Flink - JobGraph 之 JobVertexID

上一篇笔记看到 restore state 时找不到 operator id 的问题：

Cannot map checkpoint/savepoint state for operator 77fec41789154996bfa76055dea29472 to the new program

这些数字的变化乍看非常奇怪，这篇笔记尝试分析下这些数字是如何生成的并且修复上个例子。

1. 唯一OperatorID

OperatorID 对应的就是 StreamGraph 里的节点 id，不过在 Transformation->StreamGraph 阶段，都还是自增的 id。在生成 JobGraph 时，会首先为每个 StreamNode 生成 hashID，代码入口在createJobGraph，通过StreamGraphHasherV2.traverseStreamGraphAndGenerateHashes得到。

定义唯一 id 最简单朴素高效的方式大概就是 UUID，但考虑最基础的情况，如果只是程序重启或者某个 transform 内部修改，id 可以保持不变，也就是当这个 JobGraph 没有发生改变时节点 id 无须改变。

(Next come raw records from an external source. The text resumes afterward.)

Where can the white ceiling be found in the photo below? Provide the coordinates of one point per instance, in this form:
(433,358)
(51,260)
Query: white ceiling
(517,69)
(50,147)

当节点只有后续节点改变，且后续节点改变对该节点没有影响时，该节点的 id 也无须变化。

因此，节点的 id 取决于 3 个因素：

节点在图中的位置，用于判断前序节点的部分图是否发生了变化
输入节点的id，判断输入节点是否发生变化
输出节点(chainable)的个数

其实不同的用途，id 取决的因素也会不同。这里也只是大概的猜测，flink 从通用性的角度，实现上也会更严格些，感兴趣的可以直接看下traverseStreamGraphAndGenerateHashes这块代码。

为了提高易用性，flink 还提供了手动设置Assigning Operator IDs的方式，uid接口用于生成节点 id.

2. traverseStreamGraphAndGenerateHashes

我们模仿traverseStreamGraphAndGenerateHashes实现一个简单的版本：

MicroStreamGraph记录了影响 hash 值的几个元素，如果没有设置uid，通过(输入节点id, chainable的出边个数，节点位置)计算，如果设置了uid，则基于设置值计算。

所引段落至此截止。